Can you see a woman with a little baby on her back? That's the way Vancouverites exercise while Torontonians are jogging or cycling.
I hiked the trail up in 1.5 hours, which is considered to be an average time. The record is, by the way, 25 minutes!
What can I say? I was simply dying at the end of my journey. How many times I said to myself that I underestimated the difficulty of this trail. It was even more difficult than hiking Mount Washington in New Hampshire. Perhaps, because this trail here did not have a single flat section where I could rest besides a couple of benches along the way.

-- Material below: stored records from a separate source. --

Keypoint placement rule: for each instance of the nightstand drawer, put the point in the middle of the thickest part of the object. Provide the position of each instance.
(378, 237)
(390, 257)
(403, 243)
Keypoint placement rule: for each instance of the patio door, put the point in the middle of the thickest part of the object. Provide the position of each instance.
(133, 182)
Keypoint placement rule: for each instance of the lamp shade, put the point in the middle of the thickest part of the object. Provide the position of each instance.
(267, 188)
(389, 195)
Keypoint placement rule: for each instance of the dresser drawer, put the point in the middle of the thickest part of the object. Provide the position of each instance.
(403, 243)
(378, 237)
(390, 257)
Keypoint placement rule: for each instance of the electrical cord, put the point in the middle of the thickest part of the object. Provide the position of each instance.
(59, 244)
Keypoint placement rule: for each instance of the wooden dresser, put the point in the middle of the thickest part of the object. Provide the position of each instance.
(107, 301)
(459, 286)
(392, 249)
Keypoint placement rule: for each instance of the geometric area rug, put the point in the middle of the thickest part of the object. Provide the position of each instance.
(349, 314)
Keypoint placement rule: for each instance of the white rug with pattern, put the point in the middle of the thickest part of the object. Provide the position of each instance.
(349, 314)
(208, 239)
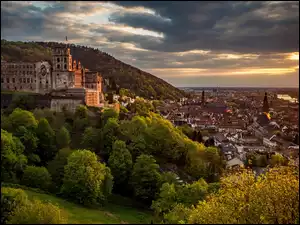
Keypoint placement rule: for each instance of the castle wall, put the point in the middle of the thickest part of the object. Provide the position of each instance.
(29, 77)
(57, 104)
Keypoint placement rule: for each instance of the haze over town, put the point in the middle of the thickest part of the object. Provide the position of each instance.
(185, 43)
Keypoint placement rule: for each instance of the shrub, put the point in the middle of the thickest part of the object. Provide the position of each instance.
(36, 177)
(11, 199)
(86, 180)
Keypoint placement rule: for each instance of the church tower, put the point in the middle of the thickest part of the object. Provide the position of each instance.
(266, 104)
(63, 75)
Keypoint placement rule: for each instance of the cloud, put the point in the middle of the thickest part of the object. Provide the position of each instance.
(173, 40)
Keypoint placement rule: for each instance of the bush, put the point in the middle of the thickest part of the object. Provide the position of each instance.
(36, 177)
(11, 199)
(37, 212)
(86, 180)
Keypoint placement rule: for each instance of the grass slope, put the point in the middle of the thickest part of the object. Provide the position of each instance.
(109, 214)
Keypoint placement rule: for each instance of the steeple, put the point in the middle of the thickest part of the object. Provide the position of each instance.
(266, 104)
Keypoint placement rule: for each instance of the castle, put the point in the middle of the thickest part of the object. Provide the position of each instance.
(66, 81)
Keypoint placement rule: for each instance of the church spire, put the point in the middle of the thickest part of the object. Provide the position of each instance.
(266, 104)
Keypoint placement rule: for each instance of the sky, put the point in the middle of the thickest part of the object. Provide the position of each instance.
(188, 43)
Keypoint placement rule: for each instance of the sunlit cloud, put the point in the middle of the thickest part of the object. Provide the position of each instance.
(294, 56)
(237, 56)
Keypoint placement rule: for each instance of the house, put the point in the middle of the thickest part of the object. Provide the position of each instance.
(234, 162)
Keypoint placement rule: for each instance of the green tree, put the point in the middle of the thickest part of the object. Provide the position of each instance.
(25, 102)
(108, 113)
(145, 178)
(37, 177)
(46, 148)
(272, 198)
(63, 138)
(92, 139)
(11, 199)
(120, 162)
(86, 180)
(56, 166)
(20, 117)
(277, 160)
(28, 139)
(110, 134)
(81, 112)
(13, 161)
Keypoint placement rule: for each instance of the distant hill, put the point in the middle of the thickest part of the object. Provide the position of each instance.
(126, 76)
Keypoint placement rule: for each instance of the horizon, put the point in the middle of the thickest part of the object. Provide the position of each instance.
(237, 44)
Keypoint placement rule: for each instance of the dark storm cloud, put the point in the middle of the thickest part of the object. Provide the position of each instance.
(195, 25)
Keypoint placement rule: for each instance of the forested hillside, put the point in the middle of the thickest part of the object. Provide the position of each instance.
(139, 82)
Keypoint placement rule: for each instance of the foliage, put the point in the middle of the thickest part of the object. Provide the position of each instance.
(20, 117)
(271, 198)
(63, 138)
(36, 212)
(46, 148)
(28, 139)
(25, 102)
(12, 159)
(81, 112)
(168, 177)
(108, 113)
(278, 160)
(120, 162)
(110, 133)
(36, 177)
(91, 139)
(86, 180)
(171, 195)
(145, 178)
(11, 199)
(56, 166)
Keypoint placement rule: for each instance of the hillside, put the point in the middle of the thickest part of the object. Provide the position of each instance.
(126, 76)
(77, 214)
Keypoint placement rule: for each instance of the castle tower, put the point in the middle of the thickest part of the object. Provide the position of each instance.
(63, 75)
(74, 65)
(266, 104)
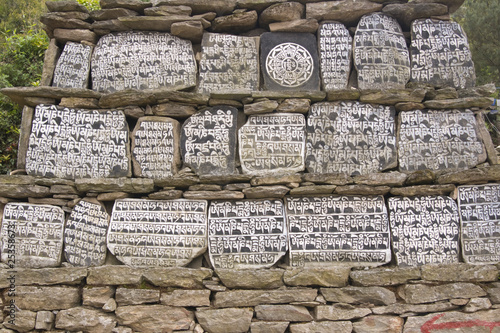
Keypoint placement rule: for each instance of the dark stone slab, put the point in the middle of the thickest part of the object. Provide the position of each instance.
(335, 50)
(246, 233)
(272, 144)
(351, 230)
(73, 66)
(69, 143)
(208, 141)
(229, 63)
(32, 235)
(381, 56)
(350, 137)
(479, 207)
(168, 233)
(424, 230)
(289, 61)
(85, 234)
(438, 140)
(440, 54)
(142, 60)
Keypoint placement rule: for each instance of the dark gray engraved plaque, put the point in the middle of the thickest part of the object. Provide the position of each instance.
(424, 230)
(167, 233)
(289, 61)
(85, 234)
(246, 234)
(32, 235)
(142, 60)
(351, 230)
(440, 54)
(73, 66)
(229, 63)
(155, 147)
(438, 140)
(272, 144)
(208, 141)
(350, 137)
(335, 49)
(68, 143)
(479, 207)
(380, 53)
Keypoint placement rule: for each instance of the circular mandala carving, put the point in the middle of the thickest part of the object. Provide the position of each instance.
(289, 64)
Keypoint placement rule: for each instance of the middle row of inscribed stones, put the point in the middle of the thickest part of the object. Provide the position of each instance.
(350, 137)
(246, 234)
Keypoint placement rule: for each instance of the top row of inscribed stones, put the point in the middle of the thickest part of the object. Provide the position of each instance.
(289, 61)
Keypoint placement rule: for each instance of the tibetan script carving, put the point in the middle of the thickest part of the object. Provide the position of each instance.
(142, 60)
(167, 233)
(350, 137)
(424, 230)
(338, 229)
(479, 207)
(69, 143)
(440, 54)
(380, 53)
(246, 233)
(32, 235)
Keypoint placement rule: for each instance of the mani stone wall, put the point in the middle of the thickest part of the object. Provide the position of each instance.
(252, 166)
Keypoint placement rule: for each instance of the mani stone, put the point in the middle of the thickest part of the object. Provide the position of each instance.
(155, 147)
(142, 60)
(85, 234)
(351, 230)
(335, 50)
(438, 140)
(381, 56)
(272, 144)
(289, 61)
(72, 143)
(32, 235)
(208, 141)
(424, 230)
(246, 233)
(73, 66)
(162, 233)
(479, 208)
(229, 64)
(350, 137)
(440, 54)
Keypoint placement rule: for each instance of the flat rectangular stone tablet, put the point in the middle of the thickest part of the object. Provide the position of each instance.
(32, 235)
(424, 230)
(479, 207)
(351, 230)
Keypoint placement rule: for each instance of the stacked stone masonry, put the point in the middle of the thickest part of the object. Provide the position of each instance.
(253, 166)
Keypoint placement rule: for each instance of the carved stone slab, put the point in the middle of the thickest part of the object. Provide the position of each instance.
(246, 233)
(335, 49)
(479, 207)
(229, 63)
(73, 66)
(85, 234)
(440, 54)
(166, 233)
(208, 141)
(380, 53)
(155, 147)
(142, 60)
(350, 137)
(351, 230)
(424, 230)
(289, 61)
(272, 144)
(32, 235)
(69, 143)
(438, 140)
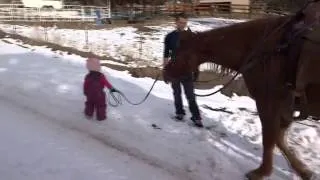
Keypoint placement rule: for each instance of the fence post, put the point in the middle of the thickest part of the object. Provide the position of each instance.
(45, 33)
(86, 38)
(140, 45)
(14, 29)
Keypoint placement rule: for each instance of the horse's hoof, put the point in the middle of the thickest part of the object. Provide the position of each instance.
(309, 175)
(254, 175)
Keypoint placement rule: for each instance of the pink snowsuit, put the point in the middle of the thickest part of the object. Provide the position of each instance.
(93, 86)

I did not have much time to wonder around, but based on what I have seen, there are ski lifts that can take you even higher up. It was not crowded at all on that day - people mostly come here for skiing and snowboarding in the winter.
My main goal was to see Vancouver from the top, however dense clouds obstructed the view.
Sometimes clouds were so dense, so you could not see beyond 100 meters. This is one of the two gondolas, by the way.
Shortly after our gondola began to descend, the clouds started to dissolve giving me a chance to see Vancouver from high above.
A few more seconds, and voilĂ !
This is the best view of Vancouver and the Pacific Ocean. My struggle to hike Grouse Grind trail has finally payed off.
This was the last post from Vancouver when I visited it in 2015. Hope you enjoyed it as much as I did. It definitely deserves a place in your bucket list!